Closed zhuofanzhang closed 3 years ago
Hi @zhuofanzhang, This example is mostly purpose to explain the benefits of array partition, which is highlighted using estimated latency using HLS. But measuring the same benefits using software host would not be meaningful as this kernel runs for very short time (single matrix multiplication of 16x16). Whereas while communicating to kernel form host, there are other overheads like configuring kernels, checking status etc. We are going to modify kernel such a way to prove the benefits of Partition using host code. But coming to your question of increasing Kernel utilization, you need to consider few things, It is better if real-world kernel should do as big computation as possible in single call, so that overhead of host -kernel communication is negligible/smaller.
Hi @heeran-xilinx, Thanks for your quick reply. I am still a little confused about the overheads. Besides the communication overheads between host and kernel, is there any other overhead while CU executing? Below is the application timeline of the hardware execution of kernel matmul. The kernel has a very simple structure, i.e., readA, readB, calculate matmul, writeC. So I think the CU execution should be finished at t1. However, it won't finished untill t2. And (t1-t0) just matches the overall kernel latency simulated by HLS. I am wondering what is the CU doing between t1 and t2?
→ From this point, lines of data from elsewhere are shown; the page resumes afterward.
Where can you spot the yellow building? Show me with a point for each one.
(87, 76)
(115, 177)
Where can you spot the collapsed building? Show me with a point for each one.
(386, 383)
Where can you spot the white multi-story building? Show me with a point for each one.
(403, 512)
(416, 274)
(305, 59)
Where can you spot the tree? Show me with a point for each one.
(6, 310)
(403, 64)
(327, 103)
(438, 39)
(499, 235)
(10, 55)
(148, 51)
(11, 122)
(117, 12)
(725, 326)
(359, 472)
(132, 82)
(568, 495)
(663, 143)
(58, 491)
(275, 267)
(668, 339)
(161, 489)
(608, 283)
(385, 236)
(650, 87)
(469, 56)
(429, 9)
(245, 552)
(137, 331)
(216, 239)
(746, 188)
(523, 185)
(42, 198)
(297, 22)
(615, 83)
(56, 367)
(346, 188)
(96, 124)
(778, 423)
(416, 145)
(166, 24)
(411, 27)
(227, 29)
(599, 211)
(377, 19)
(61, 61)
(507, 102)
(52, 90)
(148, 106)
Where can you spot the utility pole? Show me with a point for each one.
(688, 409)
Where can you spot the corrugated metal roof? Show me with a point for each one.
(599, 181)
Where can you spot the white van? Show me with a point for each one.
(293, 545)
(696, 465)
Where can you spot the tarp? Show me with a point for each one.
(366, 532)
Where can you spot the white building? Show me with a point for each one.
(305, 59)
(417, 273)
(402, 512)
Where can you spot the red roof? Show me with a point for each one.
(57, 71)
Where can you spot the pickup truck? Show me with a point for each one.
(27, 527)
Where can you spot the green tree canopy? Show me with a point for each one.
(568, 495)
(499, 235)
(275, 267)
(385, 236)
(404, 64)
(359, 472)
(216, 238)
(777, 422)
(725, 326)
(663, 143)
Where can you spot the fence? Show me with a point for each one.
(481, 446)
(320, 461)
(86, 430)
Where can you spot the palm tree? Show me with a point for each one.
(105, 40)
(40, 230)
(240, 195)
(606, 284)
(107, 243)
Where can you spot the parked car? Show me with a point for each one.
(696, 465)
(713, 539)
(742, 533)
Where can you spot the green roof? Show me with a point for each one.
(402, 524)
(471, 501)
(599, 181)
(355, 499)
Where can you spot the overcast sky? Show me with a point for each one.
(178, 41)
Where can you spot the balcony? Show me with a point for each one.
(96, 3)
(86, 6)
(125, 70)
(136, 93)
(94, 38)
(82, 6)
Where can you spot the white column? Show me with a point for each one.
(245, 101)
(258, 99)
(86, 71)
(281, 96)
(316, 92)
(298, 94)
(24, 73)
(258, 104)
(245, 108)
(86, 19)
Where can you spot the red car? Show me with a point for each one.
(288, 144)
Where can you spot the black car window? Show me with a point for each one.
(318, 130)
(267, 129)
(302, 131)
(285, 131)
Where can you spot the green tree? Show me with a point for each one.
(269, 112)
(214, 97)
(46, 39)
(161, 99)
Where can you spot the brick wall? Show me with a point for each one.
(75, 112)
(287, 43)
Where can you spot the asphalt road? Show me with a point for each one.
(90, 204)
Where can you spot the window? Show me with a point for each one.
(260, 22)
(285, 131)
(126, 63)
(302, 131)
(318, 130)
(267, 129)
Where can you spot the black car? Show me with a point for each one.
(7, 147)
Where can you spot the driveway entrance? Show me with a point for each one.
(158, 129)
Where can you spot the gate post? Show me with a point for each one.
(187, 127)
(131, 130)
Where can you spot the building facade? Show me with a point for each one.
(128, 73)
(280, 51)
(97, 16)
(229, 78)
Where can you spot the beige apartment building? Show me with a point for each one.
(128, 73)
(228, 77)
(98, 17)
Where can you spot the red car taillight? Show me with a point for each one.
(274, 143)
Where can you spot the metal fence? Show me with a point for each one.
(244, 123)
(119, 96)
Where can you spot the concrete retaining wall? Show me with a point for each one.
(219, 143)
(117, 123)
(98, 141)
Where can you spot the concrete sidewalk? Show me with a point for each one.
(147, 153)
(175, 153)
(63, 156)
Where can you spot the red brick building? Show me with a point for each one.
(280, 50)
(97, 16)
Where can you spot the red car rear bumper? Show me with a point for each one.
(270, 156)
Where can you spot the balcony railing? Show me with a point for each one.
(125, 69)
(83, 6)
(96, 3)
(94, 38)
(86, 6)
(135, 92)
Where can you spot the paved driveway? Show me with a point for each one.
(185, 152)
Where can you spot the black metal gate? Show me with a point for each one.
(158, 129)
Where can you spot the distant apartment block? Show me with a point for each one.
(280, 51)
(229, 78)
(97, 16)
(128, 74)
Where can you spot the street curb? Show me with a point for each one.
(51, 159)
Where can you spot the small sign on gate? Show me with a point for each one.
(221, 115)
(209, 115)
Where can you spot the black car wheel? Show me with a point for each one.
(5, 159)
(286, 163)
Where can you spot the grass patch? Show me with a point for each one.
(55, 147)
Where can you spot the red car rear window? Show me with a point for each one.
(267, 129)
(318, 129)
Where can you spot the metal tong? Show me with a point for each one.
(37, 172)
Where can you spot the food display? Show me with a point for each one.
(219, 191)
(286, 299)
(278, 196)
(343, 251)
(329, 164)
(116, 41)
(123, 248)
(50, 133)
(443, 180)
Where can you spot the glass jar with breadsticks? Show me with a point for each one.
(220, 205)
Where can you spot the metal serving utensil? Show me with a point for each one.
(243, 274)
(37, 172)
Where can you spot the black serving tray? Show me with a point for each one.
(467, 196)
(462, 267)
Hi @zhuofanzhang, This is very valid point and I am not exactly sure why there is a gap between final write (T1) and compute unit actual end (t2). This looks to me compute unit termination cycles but it should not be too big as per my opinion. If possible, could you please post this query to Xilinx Forum dedicated to Vitis tool flow here to get quick response for many vitis experts? https://forums.xilinx.com/t5/Vitis-Acceleration-SDAccel-SDSoC/bd-p/tools_v After posting, please paste the link here for reference.
-Herea
Hi @heeran-xilinx Thanks for you advise. I have post the query to Xilinx Forum. https://forums.xilinx.com/t5/Vitis-Acceleration-SDAccel-SDSoC/Question-about-the-CU-execution-time/td-p/1264145
closing this issue as discussion started in Xilinx forum on same topic.
Hi, I have a question about the CU utilization of the array partition (cpp_kernels) example. If the overall Avg latencies of normal kernel and partition kernel are 9.522 us and 3.540 us respectively, why the Wall-Clock Time of hw execution results are 396685 ns and 256367 ns respectively? In other words, how could I achieve a higher CU utilization?